Intolleranti al bambino che ci chiede di giocare con lui. Al punto che per non farci disturbare lo riempiamo di oggetti: anche questi suonano. Lui ci mette un po’ ad imparare la lezione: poi, però, apprende, e anche lui entra nel rumore che gli proponiamo. Il rumore dei tanti oggetti che riempiranno la sua cameretta, ma non possono colmare il vuoto di una presenza. Sì, ci siamo, ma non siamo con lui. Perché non siamo con noi stessi. Pieni di rumore, vuoti di pensiero e incapaci di relazione. «La nostra epoca rumorosa è senza silenzi, senza armonie. Povera di parole, ricca di voci. Mancano gli spazi di meditazione e di raccoglimento. Viviamo dispersi nella dispersione di mille cose inessenziali. Ci vince la stanchezza, alla fine di un giorno qualunque, non ci attrae il silenzio. Decine di appuntamenti al giorno, puntuali a tutti, siamo incapaci di un minuto di silenzioso raccoglimento e arriviamo sempre in ritardo all’appuntamento con noi stessi».[1]

 

Un nuovo turismo sembra affacciarsi oggigiorno. Alla ricerca di monasteri: per uscire dal frastuono e dalla velocità. Ben venga. Solo che... quanta fatica a riportarci a casa quel poco di silenzio che abbiamo potuto ascoltare! E lo lasciamo lì. Magari con un pensiero d’invidia per chi ha il privilegio di poterlo vivere: ma, a pensarci bene, non è invidia vera. Se lo fosse, ci proveremmo a portarne un briciolo a casa. Invece sono solo oggetti e qualche foto che riportiamo con noi.

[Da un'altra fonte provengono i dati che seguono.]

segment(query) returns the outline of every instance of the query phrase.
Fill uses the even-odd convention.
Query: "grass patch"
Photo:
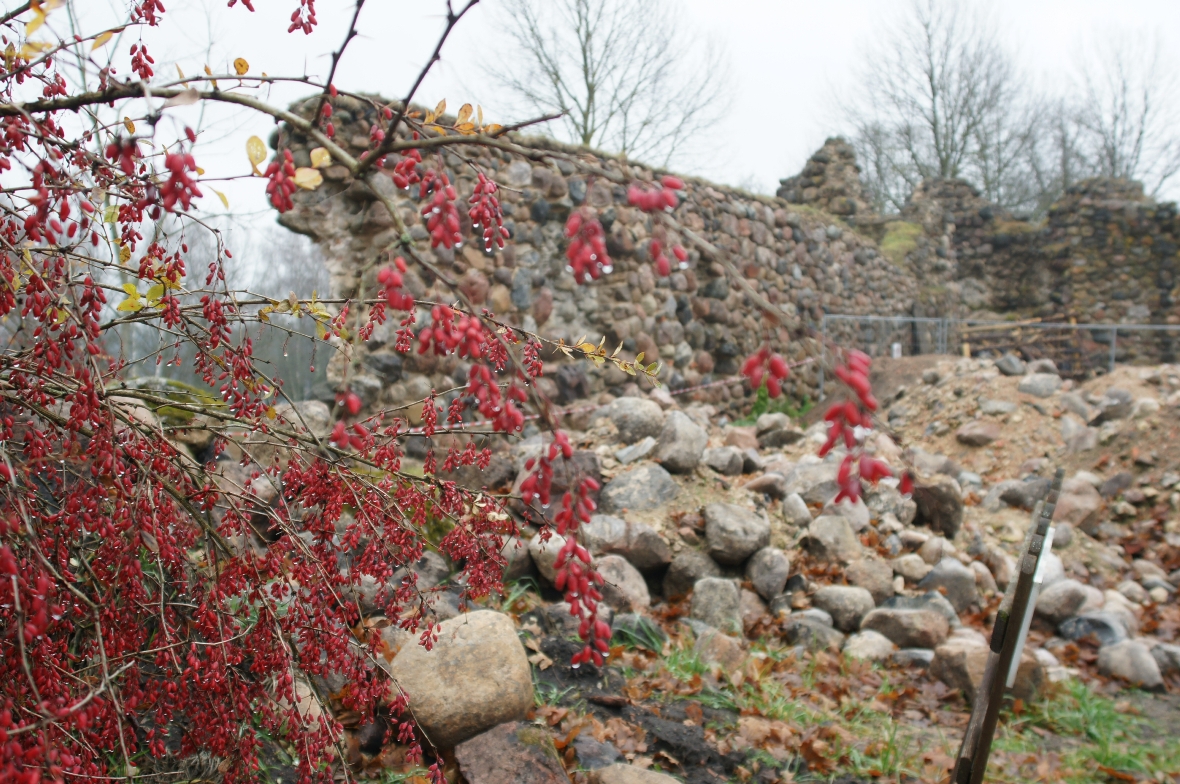
[[[811,402],[811,398],[806,395],[803,397],[803,402],[798,406],[794,404],[786,395],[781,395],[774,400],[770,399],[770,392],[766,389],[766,384],[758,387],[758,392],[754,396],[754,405],[750,407],[750,413],[741,419],[734,421],[735,425],[748,427],[758,421],[758,417],[763,414],[786,414],[791,419],[798,419],[806,414],[815,406]]]
[[[891,221],[885,224],[885,236],[881,238],[881,252],[885,258],[900,266],[905,257],[918,248],[918,237],[922,227],[908,221]]]

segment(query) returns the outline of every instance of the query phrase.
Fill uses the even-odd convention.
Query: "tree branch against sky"
[[[668,165],[727,108],[727,58],[663,0],[508,0],[519,53],[488,73],[569,141]]]

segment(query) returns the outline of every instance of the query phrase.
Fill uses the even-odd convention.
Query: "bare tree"
[[[724,54],[667,0],[507,0],[504,27],[489,75],[577,144],[667,166],[727,108]]]
[[[1158,41],[1113,35],[1083,56],[1079,71],[1075,122],[1089,168],[1158,195],[1180,172],[1180,85]]]
[[[927,177],[965,177],[1000,203],[1020,187],[1035,114],[993,25],[958,4],[915,0],[867,50],[861,90],[844,107],[867,184],[900,208]]]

Abbiamo rubato il silenzio perfino agli spazi di preghiera. Le liturgie domenicali l’hanno smarrito. Voci tonanti, suoni canti recitazioni. Mezzo minuto di silenzio dopo l’omelia. Poi di nuovo, subito, canti suoni recitazioni. Certo, è bello cantare insieme. Ma dove attingere a spazi di silenzio se neppure in quell’ora domenicale possiamo respirarne un po’? Ricordate Elia? Il grande profeta d’Israele, VI sec a.C. È in sfida con i sacerdoti di Baal. Ma questi non risponde alle loro suppliche. Allora li invita: “Gridate a gran voce, perché è un Dio. È occupato, è in affari o è in viaggio; forse dorme, ma si sveglierà”.[2] Ma in seguito Elia stesso apprenderà che il Signore si può incontrare soltanto nel sussurro di una brezza leggera.[3]

 

Io vorrei stare un mese in silenzio dopo sei mesi di bombardamenti, diceva un medico di Lyman, Ucraina. Non sappiamo noi cosa sia il rumore dei bombardamenti. È rumore di morte. Non ne abbiamo esperienza, e speriamo di non doverla incontrare. E se pure non è giusto usare la stessa parola, tuttavia l’invasione che al rumore permettiamo di attuare nelle nostre giornate diventa altrettanto pervasiva.

Ritrovare il silenzio è possibile. Regalarcene qualche minuto è un atto d’amore. Per noi stessi. E per chi vive con noi.